We are excited to announce the release of new building footprints to the open data portal! Wait, weren’t there already buildings on the open data portal? Yes, but take a close look at the new data and you’ll see not just masses for entire blocks of buildings, but beautiful footprints for each individual structure.
And with those structures, unique identifiers and all sorts of derived data from LIDAR. But rather than tell you, let’s show you.
New ability to link and see data by building
We were so excited about the dataset, we put together a little web app that allows you to explore the buildings and related data. Check it out, click around…we’ll wait…
Welcome back, hopefully you had a little fun exploring the City. What you may have missed while clicking around is that we’re linking different datasets on the open data portal through the lens of buildings (permits, planning entitlements, inspections, etc.). P.S. source code available for those of you that are curious :-)

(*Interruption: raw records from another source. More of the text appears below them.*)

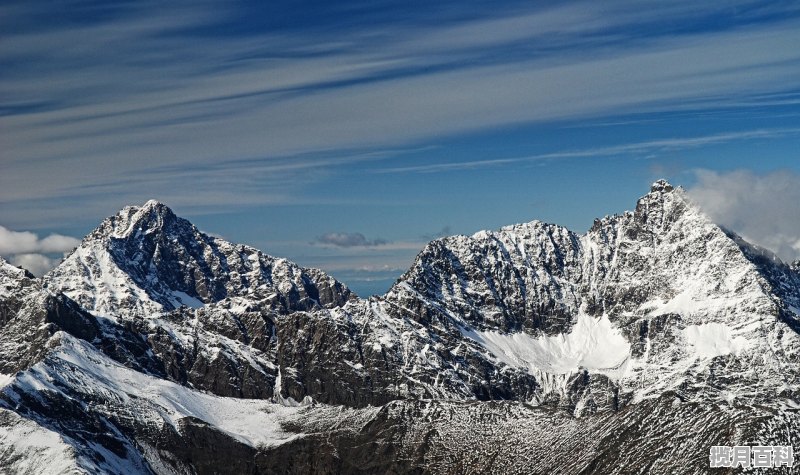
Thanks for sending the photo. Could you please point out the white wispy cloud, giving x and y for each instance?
(763, 209)
(90, 109)
(36, 264)
(24, 242)
(638, 149)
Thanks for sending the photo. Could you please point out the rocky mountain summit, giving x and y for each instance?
(155, 348)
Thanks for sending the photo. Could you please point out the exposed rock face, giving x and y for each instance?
(154, 348)
(145, 260)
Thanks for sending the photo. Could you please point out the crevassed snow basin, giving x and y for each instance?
(592, 344)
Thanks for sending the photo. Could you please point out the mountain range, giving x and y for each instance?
(632, 348)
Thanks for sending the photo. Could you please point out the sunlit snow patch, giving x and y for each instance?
(182, 298)
(592, 344)
(713, 339)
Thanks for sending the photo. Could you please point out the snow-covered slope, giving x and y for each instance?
(145, 260)
(653, 300)
(154, 348)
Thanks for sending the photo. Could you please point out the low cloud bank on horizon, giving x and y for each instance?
(28, 250)
(763, 209)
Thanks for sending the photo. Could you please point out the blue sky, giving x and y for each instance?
(344, 135)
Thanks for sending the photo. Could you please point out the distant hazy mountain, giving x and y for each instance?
(633, 348)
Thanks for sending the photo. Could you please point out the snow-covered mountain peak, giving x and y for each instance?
(146, 260)
(14, 280)
(661, 186)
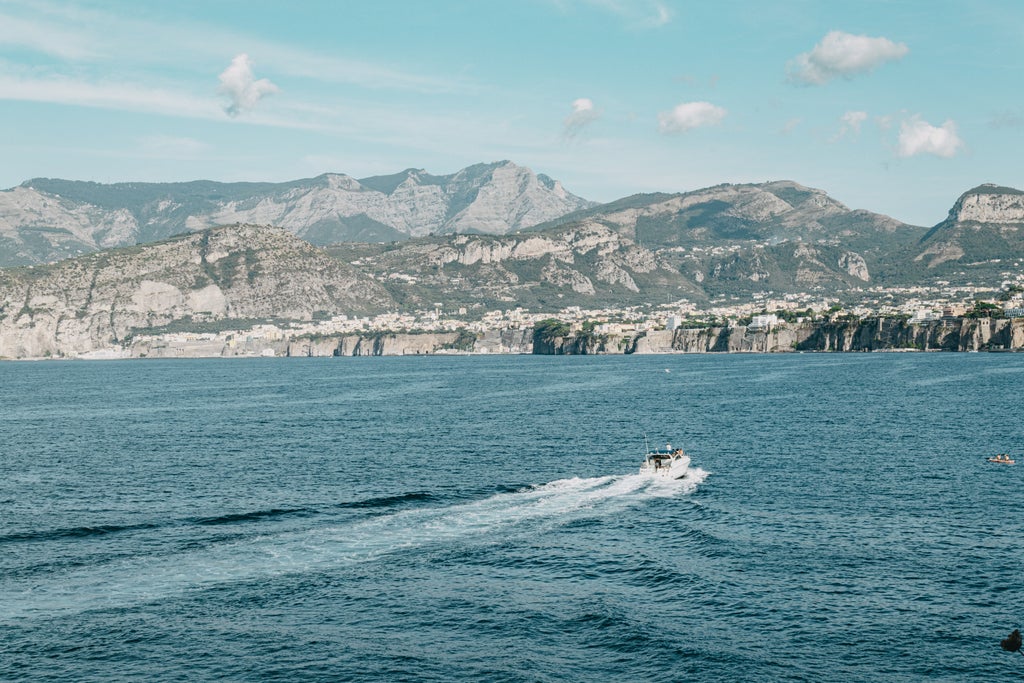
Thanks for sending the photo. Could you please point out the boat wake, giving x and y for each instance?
(330, 545)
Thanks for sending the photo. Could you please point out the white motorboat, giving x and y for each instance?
(669, 463)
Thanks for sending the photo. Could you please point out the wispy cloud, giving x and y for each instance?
(916, 136)
(791, 126)
(42, 37)
(126, 96)
(242, 87)
(583, 115)
(849, 125)
(688, 116)
(168, 146)
(80, 36)
(844, 55)
(636, 13)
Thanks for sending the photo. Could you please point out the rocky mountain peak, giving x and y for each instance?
(988, 203)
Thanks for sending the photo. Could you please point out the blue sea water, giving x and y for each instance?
(480, 519)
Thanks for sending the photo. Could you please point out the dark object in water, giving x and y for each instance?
(1012, 643)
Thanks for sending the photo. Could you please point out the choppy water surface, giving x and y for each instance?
(479, 518)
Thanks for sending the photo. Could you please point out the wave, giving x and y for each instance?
(388, 501)
(251, 516)
(336, 543)
(72, 532)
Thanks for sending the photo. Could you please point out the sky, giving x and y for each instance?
(894, 107)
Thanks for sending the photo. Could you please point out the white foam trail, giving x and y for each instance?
(145, 579)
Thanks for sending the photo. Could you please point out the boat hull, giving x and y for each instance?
(675, 468)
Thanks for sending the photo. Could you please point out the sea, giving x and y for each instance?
(480, 518)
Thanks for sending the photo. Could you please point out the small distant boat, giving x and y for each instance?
(669, 463)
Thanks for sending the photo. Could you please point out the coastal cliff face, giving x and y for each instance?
(227, 276)
(493, 341)
(873, 335)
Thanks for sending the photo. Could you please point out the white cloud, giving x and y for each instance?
(850, 124)
(241, 86)
(583, 115)
(690, 115)
(916, 136)
(843, 54)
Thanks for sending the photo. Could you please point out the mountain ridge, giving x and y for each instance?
(46, 219)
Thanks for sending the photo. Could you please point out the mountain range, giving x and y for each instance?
(44, 219)
(491, 236)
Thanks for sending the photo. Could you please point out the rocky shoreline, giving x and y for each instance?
(863, 336)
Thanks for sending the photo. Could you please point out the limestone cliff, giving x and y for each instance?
(986, 224)
(231, 275)
(869, 335)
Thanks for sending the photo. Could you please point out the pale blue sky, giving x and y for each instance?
(891, 107)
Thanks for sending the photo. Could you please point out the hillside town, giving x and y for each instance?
(765, 311)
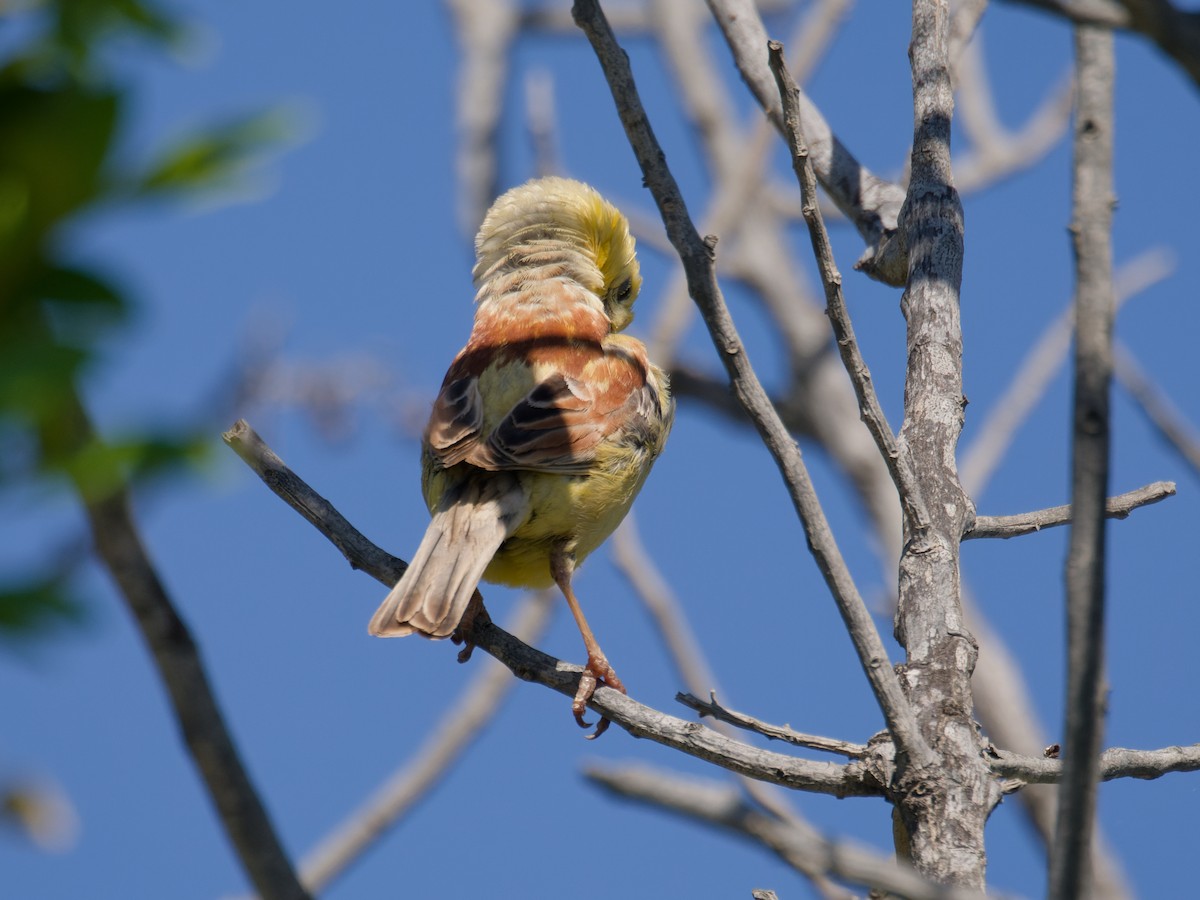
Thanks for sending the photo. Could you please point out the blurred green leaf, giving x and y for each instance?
(102, 467)
(53, 147)
(219, 156)
(36, 606)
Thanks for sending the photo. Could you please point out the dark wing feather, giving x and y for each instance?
(453, 432)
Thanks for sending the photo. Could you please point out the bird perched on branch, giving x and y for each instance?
(547, 421)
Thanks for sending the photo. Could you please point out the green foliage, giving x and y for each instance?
(60, 121)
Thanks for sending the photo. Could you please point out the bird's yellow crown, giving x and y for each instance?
(567, 225)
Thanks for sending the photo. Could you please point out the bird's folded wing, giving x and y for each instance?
(559, 425)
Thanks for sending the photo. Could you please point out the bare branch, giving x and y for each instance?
(1157, 407)
(774, 732)
(486, 33)
(1009, 719)
(1092, 12)
(930, 623)
(724, 808)
(899, 463)
(871, 203)
(672, 624)
(995, 151)
(415, 778)
(1114, 763)
(697, 261)
(1119, 507)
(532, 665)
(1038, 369)
(540, 120)
(1095, 309)
(1175, 31)
(245, 820)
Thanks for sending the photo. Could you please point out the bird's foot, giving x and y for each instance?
(475, 616)
(597, 672)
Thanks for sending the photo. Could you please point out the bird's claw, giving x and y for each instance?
(474, 616)
(597, 672)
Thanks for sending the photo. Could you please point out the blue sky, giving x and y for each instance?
(349, 249)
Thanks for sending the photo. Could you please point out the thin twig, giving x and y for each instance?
(996, 153)
(1153, 402)
(899, 463)
(486, 33)
(1095, 305)
(532, 665)
(1119, 507)
(697, 261)
(1114, 763)
(1038, 369)
(540, 121)
(689, 660)
(193, 703)
(723, 807)
(774, 732)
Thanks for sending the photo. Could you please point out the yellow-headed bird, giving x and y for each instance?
(547, 421)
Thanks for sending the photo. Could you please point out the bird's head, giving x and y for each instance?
(557, 221)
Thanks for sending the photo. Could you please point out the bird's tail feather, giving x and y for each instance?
(467, 529)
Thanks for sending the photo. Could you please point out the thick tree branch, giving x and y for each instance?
(724, 808)
(1119, 507)
(697, 261)
(532, 665)
(1095, 303)
(942, 808)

Addresses and parcels end up being pretty common geographic units on City data, but the unit of inquiry people are often interested in is the building. Many of us relate to what we see on the street or in the skyline.

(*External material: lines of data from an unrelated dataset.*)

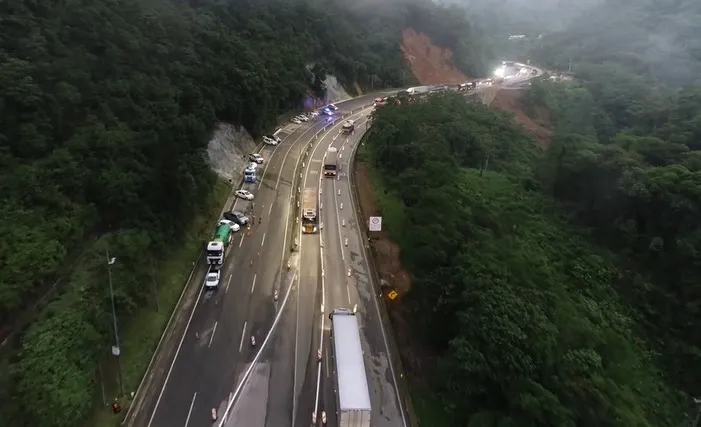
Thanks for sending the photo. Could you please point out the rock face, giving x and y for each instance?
(334, 90)
(228, 150)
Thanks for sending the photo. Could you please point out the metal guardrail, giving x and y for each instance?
(370, 257)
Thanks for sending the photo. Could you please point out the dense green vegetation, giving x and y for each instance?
(652, 38)
(535, 322)
(632, 173)
(105, 109)
(446, 26)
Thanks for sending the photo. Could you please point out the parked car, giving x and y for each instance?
(243, 194)
(237, 217)
(234, 227)
(212, 281)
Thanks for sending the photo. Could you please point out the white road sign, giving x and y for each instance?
(375, 223)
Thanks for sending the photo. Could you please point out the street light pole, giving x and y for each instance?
(115, 349)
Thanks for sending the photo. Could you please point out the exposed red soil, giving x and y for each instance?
(417, 361)
(540, 127)
(386, 252)
(429, 63)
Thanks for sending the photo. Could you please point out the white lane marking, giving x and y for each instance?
(172, 364)
(187, 420)
(277, 318)
(265, 169)
(247, 374)
(211, 337)
(243, 335)
(323, 282)
(377, 308)
(338, 222)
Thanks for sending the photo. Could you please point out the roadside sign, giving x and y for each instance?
(375, 223)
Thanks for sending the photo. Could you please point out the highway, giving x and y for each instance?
(337, 289)
(207, 346)
(206, 349)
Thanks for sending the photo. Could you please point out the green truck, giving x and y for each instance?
(216, 249)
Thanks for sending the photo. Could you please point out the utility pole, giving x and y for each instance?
(115, 348)
(484, 165)
(155, 285)
(697, 402)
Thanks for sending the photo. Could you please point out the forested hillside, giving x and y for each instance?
(657, 39)
(105, 110)
(532, 321)
(632, 172)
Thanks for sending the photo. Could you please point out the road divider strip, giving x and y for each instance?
(404, 402)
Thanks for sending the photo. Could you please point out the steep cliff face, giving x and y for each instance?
(228, 150)
(429, 63)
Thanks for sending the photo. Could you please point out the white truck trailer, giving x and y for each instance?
(352, 393)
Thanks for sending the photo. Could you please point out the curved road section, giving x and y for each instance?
(207, 346)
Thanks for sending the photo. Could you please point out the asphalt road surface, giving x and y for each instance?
(208, 345)
(349, 283)
(337, 250)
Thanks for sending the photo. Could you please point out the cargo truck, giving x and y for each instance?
(352, 395)
(348, 127)
(331, 162)
(216, 249)
(310, 210)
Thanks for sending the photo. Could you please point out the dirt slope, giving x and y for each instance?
(509, 100)
(429, 63)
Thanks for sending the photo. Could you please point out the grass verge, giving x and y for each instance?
(140, 335)
(428, 409)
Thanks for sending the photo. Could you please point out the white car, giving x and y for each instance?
(246, 195)
(232, 225)
(212, 280)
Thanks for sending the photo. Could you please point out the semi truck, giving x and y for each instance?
(331, 162)
(216, 249)
(249, 175)
(310, 210)
(348, 127)
(351, 382)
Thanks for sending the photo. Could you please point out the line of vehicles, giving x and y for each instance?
(327, 110)
(350, 378)
(228, 225)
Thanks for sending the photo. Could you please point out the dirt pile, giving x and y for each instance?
(509, 100)
(429, 63)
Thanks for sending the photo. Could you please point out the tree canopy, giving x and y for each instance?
(659, 40)
(534, 271)
(106, 108)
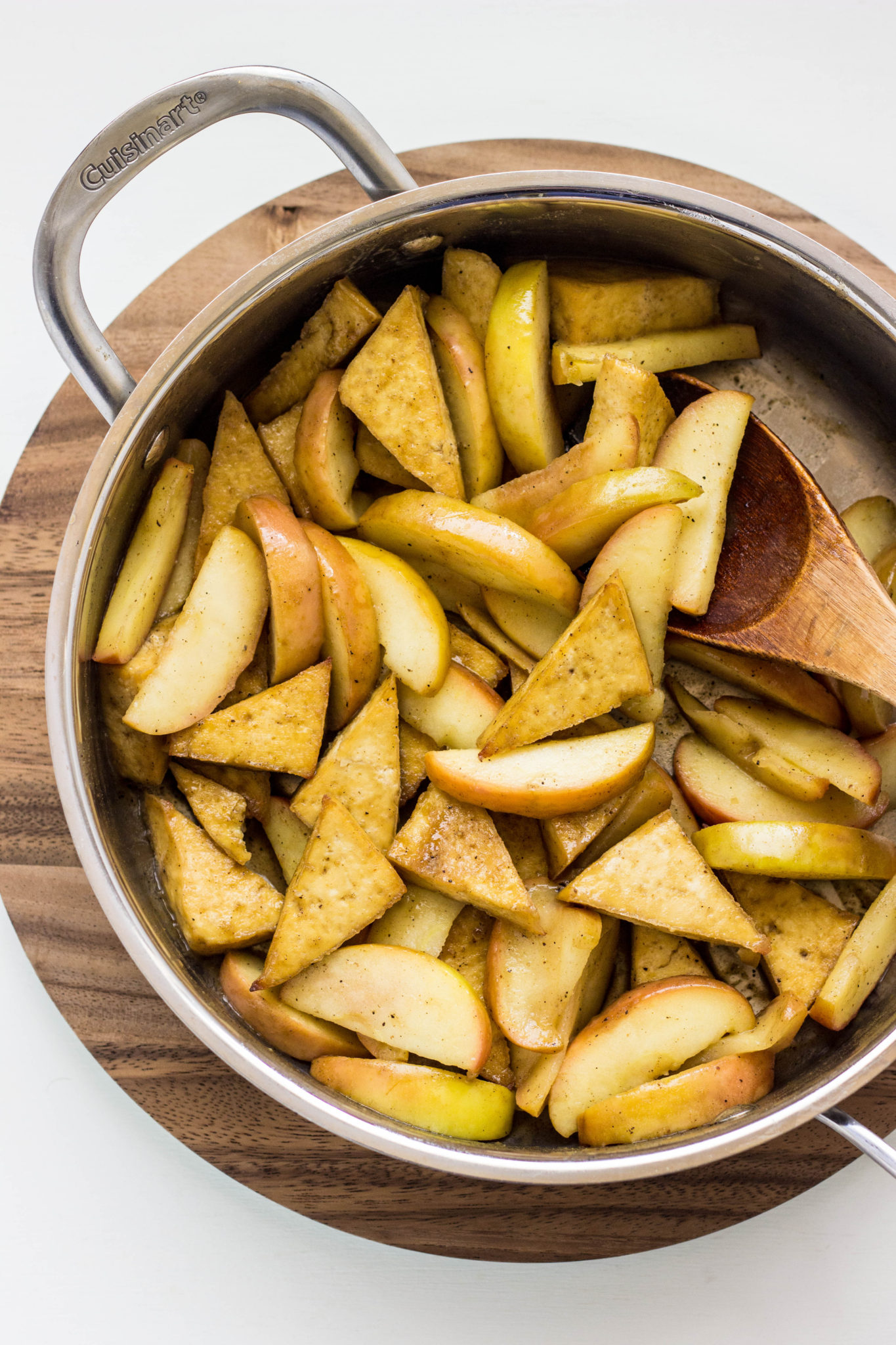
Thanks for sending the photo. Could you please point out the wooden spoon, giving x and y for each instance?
(792, 584)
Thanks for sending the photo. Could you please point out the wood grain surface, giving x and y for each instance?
(102, 996)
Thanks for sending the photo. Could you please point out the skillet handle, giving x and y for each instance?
(861, 1137)
(140, 136)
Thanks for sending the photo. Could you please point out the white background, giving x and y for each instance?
(110, 1229)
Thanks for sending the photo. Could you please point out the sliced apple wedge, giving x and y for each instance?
(595, 665)
(296, 628)
(544, 779)
(860, 966)
(458, 713)
(720, 791)
(211, 642)
(578, 521)
(362, 770)
(692, 1098)
(532, 978)
(622, 387)
(778, 682)
(297, 1034)
(797, 850)
(409, 617)
(454, 849)
(218, 904)
(393, 386)
(278, 730)
(517, 366)
(648, 1032)
(419, 1095)
(341, 884)
(403, 998)
(351, 635)
(475, 542)
(614, 447)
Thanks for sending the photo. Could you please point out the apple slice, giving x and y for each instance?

The buildings are a lynchpin in a built environment data model that will provide increasingly better insights on what’s happening across the City. Imagine what we can do as the models improve, including:
- Quickly assembling block’s worth of discrete structures. Various City departments can use the structures to inform early stages of planning without starting from scratch every time.
- Making parcel-scale, detailed maps. With increasingly accurate and detailed models, you can have accurate maps at the level of a block.
- Improved shadow studies. Shadow studies become easier over time as more accurate data becomes available at scale.
City teamwork = new buildings dataset
We didn’t start entirely from scratch. The basic building masses had been developed from 2010 LIDAR data using photogrammetry from aerial photos for extra detail. The resulting 3D model was optimized for visualization. That model was flattened to produce the city building footprint layer that has been available for five years. Last year, those footprints were split using a manual process informed by parcel lines and orthoimagery. Those discrete building footprints were placed in 3D using LIDAR-derived ground surface and structure roof models. Each structure was assigned an ID and 3D statistics summarized. You can read more about the methodology in the documentation attached to the dataset.
Where we’re going: data model for the built environment
Now that we have this initial set of building footprints, we begin the work of linking buildings to addresses, parcels and all the related administrative data. There are nuances here (for another time) but it’s not a problem that a little grit and organization can’t solve.
We’re also considering how to turn this data into something living, updated as the city changes–currently the data represent a point in time. When it becomes dynamic, this becomes an even more powerful resource not just for open data enthusiasts but for City departments.
Even without dynamic updates, we find this data to be tremendously useful and we hope you do too. So go forth, dive into the data, use it in an app or analysis and tell us what you think.